26/09/2013

Orgulho Parental - o ingrediente secreto

Jornal Público (28 de Abril de 2013)


Catarina Rodrigues
Psicóloga Clínica e Psicoterapeuta

É bem cedo no desenvolvimento infantil que nos apercebemos da importância do olhar e das verbalizações de orgulho por parte das figuras parentais em relação às conquistas que os filhos vão fazendo e da influência que têm na perseverança e na confiança da pessoa ao longo da vida.

Em minha opinião, tal importância é reconhecida pelo bebé tão cedo quanto os 4/5 meses. Efectivamente, crescendo no seio de uma relação de amor, é por volta dessa idade que podemos observar que o bebé faz coisas com intenção de despoletar reacções de orgulho e de espanto nos pais. Por exemplo, pegou num livrinho que os pais lhe costumam ler, ri e olha para os pais à espera da resposta. Com mais idade, olha para os pais enquanto faz alguma coisa e bate palminhas e ri – exemplificando a reacção que “espera” da parte dos pais. Comportamento que demonstra bem como, precocemente, somos capazes de “pedir” aquilo de que precisamos para crescer: o deslumbre, o orgulho e o prazer do outro significativo… Para o perceber, basta estar atento e disponível emocionalmente.
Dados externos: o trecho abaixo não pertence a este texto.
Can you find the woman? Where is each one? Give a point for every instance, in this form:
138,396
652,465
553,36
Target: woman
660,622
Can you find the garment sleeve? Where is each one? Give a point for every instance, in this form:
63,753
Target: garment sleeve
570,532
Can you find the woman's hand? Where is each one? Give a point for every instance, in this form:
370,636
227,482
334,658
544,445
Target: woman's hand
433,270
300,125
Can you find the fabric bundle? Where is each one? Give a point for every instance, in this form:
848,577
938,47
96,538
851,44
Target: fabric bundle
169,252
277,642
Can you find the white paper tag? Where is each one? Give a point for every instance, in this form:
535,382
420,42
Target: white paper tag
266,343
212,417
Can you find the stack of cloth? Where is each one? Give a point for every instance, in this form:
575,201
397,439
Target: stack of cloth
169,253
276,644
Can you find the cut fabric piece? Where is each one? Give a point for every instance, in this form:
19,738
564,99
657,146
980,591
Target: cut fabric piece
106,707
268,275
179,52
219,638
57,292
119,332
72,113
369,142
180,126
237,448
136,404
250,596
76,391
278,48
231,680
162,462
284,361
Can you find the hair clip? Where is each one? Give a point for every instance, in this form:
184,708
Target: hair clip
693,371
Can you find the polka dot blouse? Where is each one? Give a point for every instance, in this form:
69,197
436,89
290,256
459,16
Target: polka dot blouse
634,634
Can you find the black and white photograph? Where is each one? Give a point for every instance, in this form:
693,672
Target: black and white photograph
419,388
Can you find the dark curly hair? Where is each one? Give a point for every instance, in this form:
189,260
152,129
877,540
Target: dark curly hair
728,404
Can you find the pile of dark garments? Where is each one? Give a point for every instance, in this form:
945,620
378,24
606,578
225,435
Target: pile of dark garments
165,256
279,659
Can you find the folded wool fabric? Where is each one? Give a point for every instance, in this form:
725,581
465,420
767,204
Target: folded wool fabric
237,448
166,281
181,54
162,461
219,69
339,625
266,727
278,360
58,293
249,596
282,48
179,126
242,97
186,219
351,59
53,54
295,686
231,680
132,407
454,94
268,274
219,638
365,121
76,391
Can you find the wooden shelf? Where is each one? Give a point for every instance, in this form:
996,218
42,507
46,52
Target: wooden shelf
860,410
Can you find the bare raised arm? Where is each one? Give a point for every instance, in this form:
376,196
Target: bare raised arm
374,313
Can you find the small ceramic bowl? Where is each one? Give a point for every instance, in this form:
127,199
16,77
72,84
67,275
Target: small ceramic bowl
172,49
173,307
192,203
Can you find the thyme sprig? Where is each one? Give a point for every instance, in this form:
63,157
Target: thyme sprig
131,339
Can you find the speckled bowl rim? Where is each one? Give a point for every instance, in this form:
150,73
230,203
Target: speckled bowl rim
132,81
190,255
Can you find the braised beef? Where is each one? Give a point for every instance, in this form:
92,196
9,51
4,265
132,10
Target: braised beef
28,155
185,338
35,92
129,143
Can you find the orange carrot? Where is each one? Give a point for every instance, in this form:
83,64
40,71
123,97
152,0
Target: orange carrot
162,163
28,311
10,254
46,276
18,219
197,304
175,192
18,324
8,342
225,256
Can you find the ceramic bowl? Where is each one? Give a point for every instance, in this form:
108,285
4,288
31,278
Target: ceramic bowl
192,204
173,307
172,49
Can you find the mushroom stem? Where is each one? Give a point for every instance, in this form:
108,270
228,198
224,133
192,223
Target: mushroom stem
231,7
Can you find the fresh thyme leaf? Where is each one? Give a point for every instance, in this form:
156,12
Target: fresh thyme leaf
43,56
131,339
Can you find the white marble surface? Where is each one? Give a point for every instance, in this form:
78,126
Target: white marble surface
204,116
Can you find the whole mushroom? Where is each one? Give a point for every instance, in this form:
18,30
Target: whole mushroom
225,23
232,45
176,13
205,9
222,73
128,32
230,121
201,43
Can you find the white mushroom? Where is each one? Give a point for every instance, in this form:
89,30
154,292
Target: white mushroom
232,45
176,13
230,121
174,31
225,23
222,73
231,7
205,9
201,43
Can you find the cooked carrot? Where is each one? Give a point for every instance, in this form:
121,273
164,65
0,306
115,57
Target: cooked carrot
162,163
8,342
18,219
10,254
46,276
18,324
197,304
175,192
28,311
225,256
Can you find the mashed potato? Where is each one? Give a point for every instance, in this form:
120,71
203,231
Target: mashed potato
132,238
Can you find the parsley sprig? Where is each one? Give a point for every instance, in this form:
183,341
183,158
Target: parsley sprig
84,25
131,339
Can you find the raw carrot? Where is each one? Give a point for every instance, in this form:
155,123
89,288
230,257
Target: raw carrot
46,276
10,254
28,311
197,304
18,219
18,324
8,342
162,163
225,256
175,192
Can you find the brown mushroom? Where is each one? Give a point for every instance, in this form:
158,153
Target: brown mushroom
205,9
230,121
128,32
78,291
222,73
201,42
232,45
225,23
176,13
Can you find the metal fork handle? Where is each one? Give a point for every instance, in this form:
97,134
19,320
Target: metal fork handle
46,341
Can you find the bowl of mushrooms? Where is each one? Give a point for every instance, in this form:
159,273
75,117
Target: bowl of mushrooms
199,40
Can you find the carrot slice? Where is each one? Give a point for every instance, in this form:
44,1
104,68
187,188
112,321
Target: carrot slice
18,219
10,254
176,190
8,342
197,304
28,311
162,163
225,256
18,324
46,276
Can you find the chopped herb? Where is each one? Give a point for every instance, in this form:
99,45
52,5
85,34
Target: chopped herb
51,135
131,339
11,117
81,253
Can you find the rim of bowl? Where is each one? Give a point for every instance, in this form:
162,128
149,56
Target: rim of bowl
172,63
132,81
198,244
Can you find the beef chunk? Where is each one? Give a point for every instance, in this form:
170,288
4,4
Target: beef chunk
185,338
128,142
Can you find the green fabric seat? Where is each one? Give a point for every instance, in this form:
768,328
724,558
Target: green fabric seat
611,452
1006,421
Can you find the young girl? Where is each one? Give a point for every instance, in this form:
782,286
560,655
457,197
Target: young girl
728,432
A luz que é projectada do olhar de orgulho parental é captada e interiorizada pelos filhos sob a forma de reconhecimento da sua competência, de deslumbre face à capacidade demonstrada. Em suma, de orgulho face ao filho que se tem.

Quando somos bebés, o olhar é um veículo por excelência da comunicação intersubjectiva entre nós e o outro. Há outros sinais comunicantes, como as hormonas, e que captamos a um nível não-consciente e que nos dão informação mais precisa sobre a sintonia entre aquilo que vemos e que sentimos por parte do outro. E que antes de falarmos e de compreendermos bem a linguagem verbal se tornam informação preciosa sobre como somos vistos, sentidos e compreendidos pelo outro significativo.

Os bebés são extremamente sensíveis às emoções dos pais e conseguem discriminar a genuinidade das suas expressões. Como seres não falantes, os bebés são peritos na captação da informação não-verbal e essa informação fica guardada na memória de uma forma não-consciente, como proto-sentimentos ou precursores de sentimentos.

Percebemos bem essa importância quando estamos diante de pessoas que se não se sentiram o alvo do orgulho dos pais e de como isso funcionou como um agente depressígeno em toda a sua vida. A falta do orgulho parental deixou uma pedra no sapato que impediu a pessoa de andar bem, correr e até de saltar os obstáculos da vida.

Na ausência da luz do orgulho parental (que dá calor e energia), fica a sombra fria da depressão, que bloqueia o ânimo e a confiança.

Sou como fui visto/amado

Para compreendermos bem porque é que o papel dos pais é tão importante no desenvolvimento, temos de pensar sobre o seu papel na construção da nossa identidade.

Embora tenha uma base biológica, a identidade é uma construção relacional. Precocemente (até aos 18 meses de idade), bebé identifica-se pela incorporação-assimilação da imagem com que o outro o define. Ou seja, “sou como fui conhecido”. Vou construindo a minha ideia de mim através da assimilação que faço da imagem que os meus pais me devolvem de mim próprio. Coimbra de Matos designa-a por identificação imagóico-imagética.

Por isso, quando falo em orgulho parental não estou a falar de orgulho narcíseo (em que os pais se orgulham de forma narcísica do elevado desempenho dos seus filhos), mas sobretudo da espontaneidade do prazer de conhecer e de ver o nosso filho descobrir e actuar no mundo. Isso, por si só, é deslumbrante!

Tal olhar parental fá-lo sentir-se único, especial e capaz de conquistar o mundo. E isso é tudo o que é preciso para se desenvolver. Os limites e as frustrações, as insuficiências e as decepções serão ensinamentos da vida, que poderão ser melhor geridos – isto é, sem afectar a auto-estima – quanto mais a pessoa se sentiu apreciada e valorizada. Um valor que fará parte da sua reserva interna: «Sei do meu valor como pessoa porque fui e senti-me valorizado/amado».